Cumhurbaşkanı Erdoğan, 'BM Geleceğin Zirvesi Küresel Çağrı' çevrim içi etkinliğine video mesaj gönderdi. Erdoğan mesajında, "İnsanlığın istikbalini etkileyen tehditler karşısında uluslararası dayanışmaya güçlendirmeyi, barışçıl, güvenli ve adil bir sistemin inşasına giden yolu açmayı amaçlayan geleceğin zirvesine sayılı günler kaldı. Bu zirveyi dünyamızı kasıp kavuran çatışmaların, zulmün, açlığın, yoksulluğun ortasında açılan nadir bir fırsat penceresi olarak görüyorum. Zirveye iştirak edecek tüm mevkidaşlarıma, Sayın Guterres’in bizlere sunduğu bu imkanı layıkıyla değerlendirme çağrısında bulunuyorum. Güvenli ve müreffeh bir gelecek inşa edebilmek için öncelikle barışa ihtiyacımız var. Terörizm, İslam ve yabancı düşmanlığı, düzensiz göç, iklim değişikliği gibi meydan okumalar yaşanan jeopolitik sarsıntıların şiddetini artırıyor" dedi.
'IRKÇILIĞA KARŞI DEMOKRASİMİZİ KORUMAK ZORUNDAYIZ'
Erdoğan, bunun en acı örneğini 11 aydır Gazze başta olmak üzere işgal edilmiş Filistin topraklarında gördüklerini söyleyerek, "17 bini çocuk, 41 binden fazla insanın hayatını kaybettiği, 100 binin üzerinde yaralının olduğu, Gazze’nin neredeyse tamamının yerle bir edildiği tabloyla karşı karşıyayız. İsrail’in işgal politikaları karşısında başta BM olmak üzere uluslararası toplumun sesinin daha gür çıkması şart. Çocukların bombaların altında can verdiği bir dünyada açık söylüyorum; hiçbirimiz kendimizi güvende hissedemeyiz. Türkiye olarak zulmün karşısında ve mazlumun yanında durmaya devam edecek, bu insani duruşumuzdan da geri adım atmayacağız. Yalnızca belirli bir refah düzeyini yakalamış ülkelerin değil kalkınma çabalarını sürdüren toplumların da hakkaniyetle temsil edildiği bir küresel yönetişim mimarisini temin etmeliyiz.

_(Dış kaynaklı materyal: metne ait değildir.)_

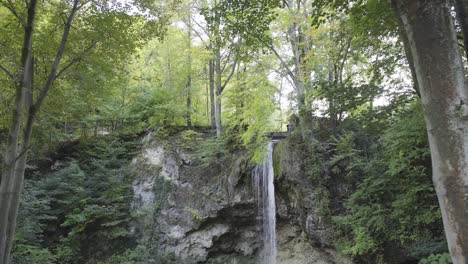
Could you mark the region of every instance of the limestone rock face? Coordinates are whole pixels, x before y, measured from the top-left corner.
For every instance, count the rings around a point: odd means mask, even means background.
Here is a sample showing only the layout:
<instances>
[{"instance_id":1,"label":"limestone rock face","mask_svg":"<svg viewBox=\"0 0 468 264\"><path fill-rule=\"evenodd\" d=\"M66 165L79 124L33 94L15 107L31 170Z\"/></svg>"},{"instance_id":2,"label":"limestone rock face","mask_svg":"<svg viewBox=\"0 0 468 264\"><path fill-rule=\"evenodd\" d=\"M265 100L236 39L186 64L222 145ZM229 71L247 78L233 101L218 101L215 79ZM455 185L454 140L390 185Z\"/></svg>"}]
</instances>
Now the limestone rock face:
<instances>
[{"instance_id":1,"label":"limestone rock face","mask_svg":"<svg viewBox=\"0 0 468 264\"><path fill-rule=\"evenodd\" d=\"M133 224L140 242L173 263L259 263L261 234L246 153L202 163L190 150L145 138L133 160ZM301 178L294 155L278 190L278 263L337 262L328 245L327 225L314 207L314 187ZM285 165L285 161L282 161ZM172 263L172 262L170 262Z\"/></svg>"},{"instance_id":2,"label":"limestone rock face","mask_svg":"<svg viewBox=\"0 0 468 264\"><path fill-rule=\"evenodd\" d=\"M133 160L133 208L144 215L135 235L177 263L252 260L259 243L244 153L200 164L189 151L146 141Z\"/></svg>"},{"instance_id":3,"label":"limestone rock face","mask_svg":"<svg viewBox=\"0 0 468 264\"><path fill-rule=\"evenodd\" d=\"M275 185L279 224L293 223L300 227L310 243L324 248L333 247L331 218L321 208L324 190L306 174L303 153L286 139L277 144L275 156L278 163ZM346 188L339 182L336 185L337 188ZM330 196L326 198L337 197Z\"/></svg>"}]
</instances>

Daha iyi bir gelecek için yeşil dönüşümü odağına alan, iklime dirençli, sürdürebilir kalkınmayı destekleyen, kimsenin geride bırakılmadığı bir düzene geçiş yapmalıyız. Toplumlarımızı zehirleyen her türlü nefret söylemine, ırkçılığa ve aşırı sağ akımlara karşı demokrasilerimizi korumak zorundayız. Tüm bu hedefleri gerçekleştirmek için ihtiyacımız olan çok taraflı sistemi 'dünyanın 5’ten büyük olduğu' şiarını merkeze alarak, adalet ve hakkaniyet ekseninde yeniden şekillendirmektir. Dünya liderlerini, geleceğin zirvesinde bu amaçlar doğrultusunda el ele vermeye davet ediyorum" ifadelerine yer verdi.